Baca juga: Fatal, Ini Efek Bila Tak Pakai Oli yang Sesuai

 

Cek komponen aki

Ada sebagian kebiasaan yang dilakukan oleh para pemilik mobil saat liburan, yaitu mencabut komponen aki. Padahal, bila Anda meninggalkan mobil di rumah hanya sekitar 2-4 hari saja, ada baiknya aki tak perlu dicabut. Jika aki dicabut, hal itu dapat membuat setting-an di mobil berubah.

 

Namun, bila Anda pergi liburan lebih dari seminggu, pastikan aki mobil ditinggal dalam keadaan baik. Artinya, pastikan aki tersebut tidak bocor atau komponen kabel rusak. Sebab aki merupakan bagian yang terhubung langsung dengan bagian elektrikal. Anda dapat mencopot kabel minus selama mobil ditinggalkan dalam waktu lama.

Penuhi tangki bahan bakar

Selain memeriksa aki, Anda juga tak boleh luput untuk mengintip bagian tangki bensin. Tangki bahan bakar sebaiknya diisi penuh terlebih dahulu sebelum Anda liburan. Tujuannya adalah untuk meminimalisasi terjadinya kondensasi, yang dapat bisa memicu timbulnya bulir air akibat minimnya jumlah bahan bakar.

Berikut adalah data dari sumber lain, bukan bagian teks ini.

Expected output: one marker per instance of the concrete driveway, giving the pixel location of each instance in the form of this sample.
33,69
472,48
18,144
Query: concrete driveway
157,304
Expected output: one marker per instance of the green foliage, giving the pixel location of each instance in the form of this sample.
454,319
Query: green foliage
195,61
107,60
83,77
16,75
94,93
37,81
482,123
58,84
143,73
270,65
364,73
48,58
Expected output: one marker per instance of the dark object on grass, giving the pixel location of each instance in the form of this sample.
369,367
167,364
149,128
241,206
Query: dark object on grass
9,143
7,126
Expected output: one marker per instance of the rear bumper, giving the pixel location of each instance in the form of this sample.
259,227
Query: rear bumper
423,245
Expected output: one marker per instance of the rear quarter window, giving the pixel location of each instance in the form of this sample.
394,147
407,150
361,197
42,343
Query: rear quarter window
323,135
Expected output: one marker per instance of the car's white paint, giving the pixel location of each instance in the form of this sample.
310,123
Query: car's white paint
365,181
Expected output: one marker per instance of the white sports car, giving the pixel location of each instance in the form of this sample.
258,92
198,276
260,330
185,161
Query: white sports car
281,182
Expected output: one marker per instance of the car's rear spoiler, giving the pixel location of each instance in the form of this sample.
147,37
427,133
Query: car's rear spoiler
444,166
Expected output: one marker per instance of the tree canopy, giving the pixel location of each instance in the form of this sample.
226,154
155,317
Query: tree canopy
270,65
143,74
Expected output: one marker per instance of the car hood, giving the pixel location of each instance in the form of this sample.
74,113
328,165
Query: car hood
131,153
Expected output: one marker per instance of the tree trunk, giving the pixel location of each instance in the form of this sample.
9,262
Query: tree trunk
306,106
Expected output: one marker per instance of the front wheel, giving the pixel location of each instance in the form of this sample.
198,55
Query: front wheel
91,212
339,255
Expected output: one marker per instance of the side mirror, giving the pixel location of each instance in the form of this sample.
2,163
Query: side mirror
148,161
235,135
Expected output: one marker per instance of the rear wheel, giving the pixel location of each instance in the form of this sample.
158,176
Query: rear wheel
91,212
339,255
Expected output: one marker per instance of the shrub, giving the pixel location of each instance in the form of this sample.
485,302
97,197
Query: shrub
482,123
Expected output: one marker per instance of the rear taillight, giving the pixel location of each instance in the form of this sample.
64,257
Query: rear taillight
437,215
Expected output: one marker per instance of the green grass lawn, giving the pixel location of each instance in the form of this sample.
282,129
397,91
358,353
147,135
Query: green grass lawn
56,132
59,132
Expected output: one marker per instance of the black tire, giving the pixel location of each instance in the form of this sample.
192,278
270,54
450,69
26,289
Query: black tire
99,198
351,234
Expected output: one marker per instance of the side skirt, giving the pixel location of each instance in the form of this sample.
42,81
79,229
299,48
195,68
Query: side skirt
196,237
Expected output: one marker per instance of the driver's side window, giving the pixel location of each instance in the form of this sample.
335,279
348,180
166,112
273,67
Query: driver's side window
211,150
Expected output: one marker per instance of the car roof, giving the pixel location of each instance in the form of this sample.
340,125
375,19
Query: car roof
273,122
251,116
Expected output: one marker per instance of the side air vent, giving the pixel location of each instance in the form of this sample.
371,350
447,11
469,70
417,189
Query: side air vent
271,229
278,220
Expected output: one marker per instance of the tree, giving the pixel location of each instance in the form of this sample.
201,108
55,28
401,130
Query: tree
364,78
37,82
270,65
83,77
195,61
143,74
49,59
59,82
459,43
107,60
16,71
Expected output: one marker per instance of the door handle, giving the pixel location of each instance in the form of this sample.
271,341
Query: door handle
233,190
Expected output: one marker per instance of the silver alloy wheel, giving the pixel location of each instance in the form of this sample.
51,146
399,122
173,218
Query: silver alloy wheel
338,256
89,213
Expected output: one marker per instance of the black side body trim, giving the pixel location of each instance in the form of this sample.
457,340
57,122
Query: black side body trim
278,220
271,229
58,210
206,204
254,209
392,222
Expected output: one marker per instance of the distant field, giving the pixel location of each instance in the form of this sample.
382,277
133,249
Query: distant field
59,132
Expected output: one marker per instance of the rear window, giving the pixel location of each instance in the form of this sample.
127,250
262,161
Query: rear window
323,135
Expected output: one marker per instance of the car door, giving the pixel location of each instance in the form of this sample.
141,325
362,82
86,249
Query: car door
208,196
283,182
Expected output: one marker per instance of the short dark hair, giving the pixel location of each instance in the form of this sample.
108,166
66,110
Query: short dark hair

Gunakan pewangi atau anti lembab

Selain itu, Anda juga perlu meletakkan pewangi atau antilembab di kabin mobil. Komponen ini dapat menetralisasi udara di kabin agar tetap terjaga selama tidak digunakan, terlebih selama Anda meninggalkan mobil di rumah, mobil harus ditinggalkan dalam keadaan tertutup sehingga tak ada pertukaran udara di dalamnya.

 

Baca juga:8 Pilihan Mobil Keluarga Terbaik

 

Gunakan sarung mobil

Sarung mobil mempunyai fungsi yang sangat penting sebagai pelindung bodi dari debu, kotoran, udara, dan goresan. Jadi, saat Anda meninggalkan mobil, Anda perlu menutupi bodinya dengan cover mobil.

 

Bila Anda meninggalkan mobil di luar, Anda perlu menggunakan cover yang terbuat dari bahan parasut anti-air agar terhindar dari hujan dan jamur, sedangkan bila Anda menaruhnya di indoor,  cukup gunakan cover yang terbuat dari kain agar sirkulasi tetap terjaga dan tidak lembab.

 

Nah, itulah beberapa tips yang bisa Anda terapkan saat meninggalkan mobil di rumah selama liburan. Jadi, yuk, kita liburan dengan aman tanpa mengkhawatirkan mobil di rumah.